Lieber Bodo, du hast in diesen 37 ½ Jahren viel erlebt und bewegt in Winz-Baak und auch darüber hinaus. Was hat dich besonders bewegt/erfreut? In der Gemeinde, während deines Berufslebens?
Die größte Erfüllung hat mir all die Jahre geschenkt, wenn ich nach seelsorglichen Begegnungen das Gefühl hatte, das sich hier gerade etwas Tragendes, Tröstliches, Liebevolles ereignet hat. Nach Krankenbesuchen etwa hatte ich oft das Gefühl, dass ich selbst beschenkt worden bin. Oder nach Seelsorgegesprächen war ich immer wieder in einer tiefen Dankbarkeit angekommen, dass mir so viel Persönliches anvertraut wurde. Nach Trauerfeiern durfte ich das Empfinden kennenlernen, dass etwas von der Kraft der Ewigkeit die Zeit angehalten hat und ein neuer Trost geboren wurde. Glücklich war ich auch, wenn Gottesdienstgemeinschaft gelungen ist.
Liebe Birgit, auch unser so gutes gemeinsames Arbeiten im Team mit Uwe und Dir ist ein Schatz, den ich immer in meinem Herzen bewahre. Das war überhaupt nicht selbstverständlich.
Dann bin ich auch froh über die vielen Teams, die es bis heute unter den Haupt- und Ehrenamtlichen in unserer Gemeinde gibt und die jeweils für sich eine wunderbare, kraftvolle Bewegung sind.
Eine helle Freude habe ich immer noch, wenn ich daran denke, wie wir 2002 die Kirche umgebaut haben. Das war ein begnadeter Prozess und hat weit über Winz-Baak hinaus Geschichte geschrieben.

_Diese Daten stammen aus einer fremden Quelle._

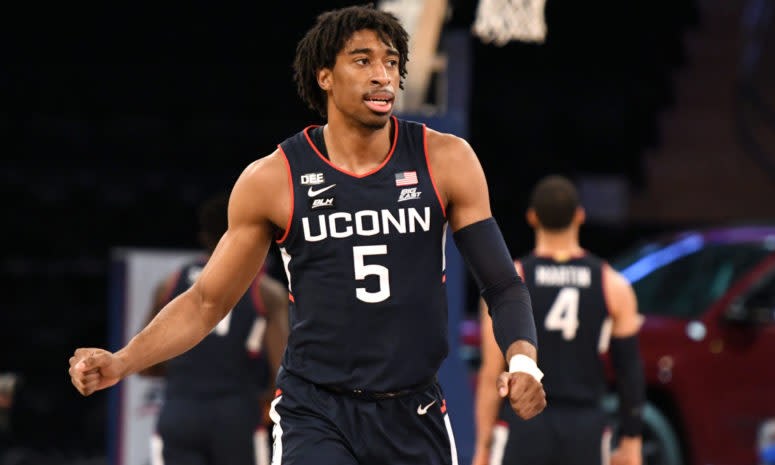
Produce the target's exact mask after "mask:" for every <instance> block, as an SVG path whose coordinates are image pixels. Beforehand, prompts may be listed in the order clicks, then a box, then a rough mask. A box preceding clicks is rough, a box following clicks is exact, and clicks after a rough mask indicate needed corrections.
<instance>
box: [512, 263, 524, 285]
mask: <svg viewBox="0 0 775 465" xmlns="http://www.w3.org/2000/svg"><path fill="white" fill-rule="evenodd" d="M514 268H516V270H517V274H519V277H520V278H522V282H525V268H524V267H522V262H521V261H519V260H514Z"/></svg>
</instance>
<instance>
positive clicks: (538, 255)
mask: <svg viewBox="0 0 775 465" xmlns="http://www.w3.org/2000/svg"><path fill="white" fill-rule="evenodd" d="M535 240H536V247H535V252H534V253H535V254H536V255H537V256H539V257H550V258H559V259H563V260H567V259H569V258H573V257H579V256H581V255H584V253H585V251H584V249H582V248H581V245H580V244H579V235H578V231H577V230H575V229H573V228H571V229H568V230H565V231H560V232H553V231H552V232H550V231H546V230H544V229H538V230H536V232H535Z"/></svg>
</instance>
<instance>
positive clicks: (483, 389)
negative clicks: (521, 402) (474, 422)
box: [474, 370, 501, 449]
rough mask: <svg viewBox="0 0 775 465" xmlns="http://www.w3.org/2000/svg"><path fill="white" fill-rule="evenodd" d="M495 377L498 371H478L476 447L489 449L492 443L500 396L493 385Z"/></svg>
mask: <svg viewBox="0 0 775 465" xmlns="http://www.w3.org/2000/svg"><path fill="white" fill-rule="evenodd" d="M497 378H498V373H495V374H493V373H489V372H487V371H483V370H480V371H479V376H478V382H477V388H476V398H475V412H474V418H475V422H476V447H477V448H479V449H489V448H490V445H491V443H492V430H493V428H494V427H495V422H496V420H497V418H498V409H499V408H500V405H501V397H500V396H499V395H498V390H497V388H496V385H495V383H496V381H497Z"/></svg>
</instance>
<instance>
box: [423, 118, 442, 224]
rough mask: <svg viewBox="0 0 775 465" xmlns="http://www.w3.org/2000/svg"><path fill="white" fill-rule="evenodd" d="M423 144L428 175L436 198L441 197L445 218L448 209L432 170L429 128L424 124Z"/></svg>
mask: <svg viewBox="0 0 775 465" xmlns="http://www.w3.org/2000/svg"><path fill="white" fill-rule="evenodd" d="M422 146H423V151H424V152H425V165H426V166H428V176H430V178H431V185H432V186H433V191H434V192H435V193H436V198H437V199H439V205H441V213H443V214H444V218H446V217H447V209H446V208H444V202H442V201H441V196H440V195H439V189H437V188H436V181H435V180H434V179H433V171H431V160H430V158H429V157H428V128H427V126H425V125H424V124H423V125H422Z"/></svg>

Insgesamt durften wir das Gemeindezentrum zu einem Stadtteilzent-rum weiterentwickeln, in dem längst wöchentlich 300-700 Menschen ein- und ausgehen.
In diesem Zug freue ich mich über ungezählte große Feste in diesem Gemeindezentrum. Etwa beim Osterfeuer, beim Ökumenischen Gemeindefest, beim Erntedanktag oder beim Martinszug wie bei vielen Konzerten und anderen Kulturveranstaltungen jährlich schafft es unser tolles Orga-Team für eine Gastfreundlichkeit zu sorgen, die her-ausragend ist. Diese Gastfreundschaft wird auch von den Offenen Treffs unserer Gemeinde auf frohmachende Weise verkörpert.
Auch den Kirchlichen Unterricht habe ich immer gern gemacht. Die Jugendlichen in dieser wichtigen Phase ihres Lebens begleiten zu dürfen, ist auch ein Geschenk. Dabei habe ich es genossen, mit tollen Teamerinnen und Teamern zusammenarbeiten zu können.
Darüber hinaus bin ich sehr froh, dass ich wöchentlich am bewegen-den Gesang unserer Chorgemeinschaft teilhaben durfte, an dem einzigartig fröhlichen Miteinander im Kinderchor und am Singen mit Gänsehaut im Gospelchor.
Bewegt bin ich, dass unser Handeln in der Gemeinde insgesamt sich auch an den Anforderungen des nachhaltigen Lebens orientiert. Da sind der Weltladen, der Flohmarkt, die Photovoltaikanlage und das Foodsharing-Haus nur einige Stichworte.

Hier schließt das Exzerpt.